Yet, managers, practitioners, and scientists who work closely with human-environment systems are often sceptical of win-win narratives from large-scale modeling studies. One of us noticed this scepticism when socializing the results of a large-scale modeling study projecting that win-wins for fishery profits and endangered species protection should be broadly available worldwide. The reasons for scepticism seem related to complexity, in terms of there being more objectives, stakeholder groups, and constraints in practice than simple models can consider. For instance, maybe it is possible to improve fishery profits and endangered species protection, but the way to do this is to shrink the fleet, which has costs to employment and equity. Or maybe the scientific and enforcement capacity that would be needed to achieve a win-win simply is not available. Managers and practitioners do not directly state that the challenge to realizing win-wins is complexity but they seem to intuit it–we call this ‘the manager’s intuition’.

In our paper in Nature Sustainability, we formalize the manager’s intuition in terms of a mathematical proof that complexity–defined by the numbers of objectives, stakeholder groups, and constraints–makes win-win outcomes less likely to exist. We define a win-win as an improvement in at least one outcome of interest without making any others worse off–what economists call a ‘Pareto improvement’. In simple terms, we prove that the more objectives or stakeholder groups a manager has to consider, the more difficult it is to make them all better off at once. This is analogous to Francis Fukuyama’s concept of ‘vetocracy’ in political science, whereby societies become more ungovernable the more stakeholder groups are given veto power in decision making. Constraints, by definition, never create new possibilities and sometimes destroy possibilities, and therefore, not surprisingly, they also reduce the availability of win-wins.

 We also showed that a measure of tradeoff severity increases as the number of objectives or stakeholder groups increases. Surprisingly, we also found that the severity of tradeoffs does not depend on the curvature of tradeoff surfaces in the limit of infinite objectives. In contrast, tradeoffs with few objectives are less severe if their surfaces curve outward (concave) than if they curve inward (convex) (Figure 1). To explore the implications of this finding for real tradeoffs, we performed a meta-analysis of studies that had quantified two-objective tradeoffs. We noted what fraction were concave (77%), and quantified our measure of tradeoff severity for each one. Then, we created a computer program that can take the measured severity of a two-dimensional tradeoff and extrapolate it to higher dimensions: approximating what the severity might be when more objectives are added. Although we primarily intended this to be a thought exercise, managers or scientists could use our program to gain insights about their systems.

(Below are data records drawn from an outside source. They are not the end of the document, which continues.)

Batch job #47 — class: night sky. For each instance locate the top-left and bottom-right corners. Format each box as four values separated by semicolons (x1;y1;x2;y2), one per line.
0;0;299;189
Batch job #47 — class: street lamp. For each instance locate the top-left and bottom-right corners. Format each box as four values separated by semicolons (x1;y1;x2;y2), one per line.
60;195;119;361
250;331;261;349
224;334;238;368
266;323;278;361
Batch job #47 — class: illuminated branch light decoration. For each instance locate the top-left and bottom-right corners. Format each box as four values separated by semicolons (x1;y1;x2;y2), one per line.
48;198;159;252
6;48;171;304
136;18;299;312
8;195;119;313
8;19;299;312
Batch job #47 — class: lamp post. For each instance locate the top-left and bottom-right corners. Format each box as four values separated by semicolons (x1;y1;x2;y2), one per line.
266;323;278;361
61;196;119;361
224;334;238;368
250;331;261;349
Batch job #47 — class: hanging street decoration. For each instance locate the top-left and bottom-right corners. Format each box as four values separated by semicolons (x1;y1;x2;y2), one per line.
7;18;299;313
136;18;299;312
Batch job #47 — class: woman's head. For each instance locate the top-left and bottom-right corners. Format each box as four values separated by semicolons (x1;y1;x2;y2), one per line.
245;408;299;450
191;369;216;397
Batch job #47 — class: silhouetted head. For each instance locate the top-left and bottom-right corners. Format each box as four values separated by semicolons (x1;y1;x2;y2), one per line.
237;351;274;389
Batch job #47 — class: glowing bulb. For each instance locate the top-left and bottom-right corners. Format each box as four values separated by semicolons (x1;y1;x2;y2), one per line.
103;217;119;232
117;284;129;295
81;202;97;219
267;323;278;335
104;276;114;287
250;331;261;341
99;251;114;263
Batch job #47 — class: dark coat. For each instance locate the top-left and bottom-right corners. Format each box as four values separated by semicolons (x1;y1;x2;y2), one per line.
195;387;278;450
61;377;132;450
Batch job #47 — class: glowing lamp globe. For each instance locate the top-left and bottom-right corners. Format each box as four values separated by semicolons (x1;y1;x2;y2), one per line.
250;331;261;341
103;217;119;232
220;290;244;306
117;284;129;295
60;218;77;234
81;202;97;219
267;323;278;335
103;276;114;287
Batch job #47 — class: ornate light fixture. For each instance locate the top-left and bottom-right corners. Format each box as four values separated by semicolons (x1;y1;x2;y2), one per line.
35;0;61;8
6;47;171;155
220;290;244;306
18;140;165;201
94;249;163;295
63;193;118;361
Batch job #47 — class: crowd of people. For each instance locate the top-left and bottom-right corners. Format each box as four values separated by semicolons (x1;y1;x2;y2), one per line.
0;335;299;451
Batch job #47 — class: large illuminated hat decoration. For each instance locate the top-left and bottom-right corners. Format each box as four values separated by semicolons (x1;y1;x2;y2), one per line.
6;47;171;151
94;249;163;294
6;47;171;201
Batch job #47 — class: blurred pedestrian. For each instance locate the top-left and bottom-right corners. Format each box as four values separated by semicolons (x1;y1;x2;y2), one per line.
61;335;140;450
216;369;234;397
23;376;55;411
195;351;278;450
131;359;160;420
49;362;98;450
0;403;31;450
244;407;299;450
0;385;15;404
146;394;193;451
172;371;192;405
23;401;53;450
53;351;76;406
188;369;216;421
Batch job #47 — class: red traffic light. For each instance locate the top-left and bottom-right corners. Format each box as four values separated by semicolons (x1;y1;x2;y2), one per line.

two graphs with green curved lines, one is concave and one is convex.
Figure 1: A theoretical tradeoff curve between two objectives can be concave (A) or convex (B). Our study found that 77% of two-objective tradeoff curves are concave.

Each of us brings a different perspective and academic area of interest, which made the project both interesting and rewarding. Margaret Hegwood is an engineer turned interdisciplinary scientist with an interest in food and agriculture as well as the role of technology in mitigating tradeoffs that affect the food system. Ryan Langendorf is a complexity scientist, with deep interest in the concepts we studied and their conceptual parallels and applications across systems in natural and social sciences. Matt Burgess is an interdisciplinary environmental scientist that has worked on both large-scale tradeoff models, and on projects more directly focused on the particulars of managing real systems. We hope this paper stimulates new discussions and collaborations that will continue to expand our horizons and connect us to researchers and practitioners studying a range of systems.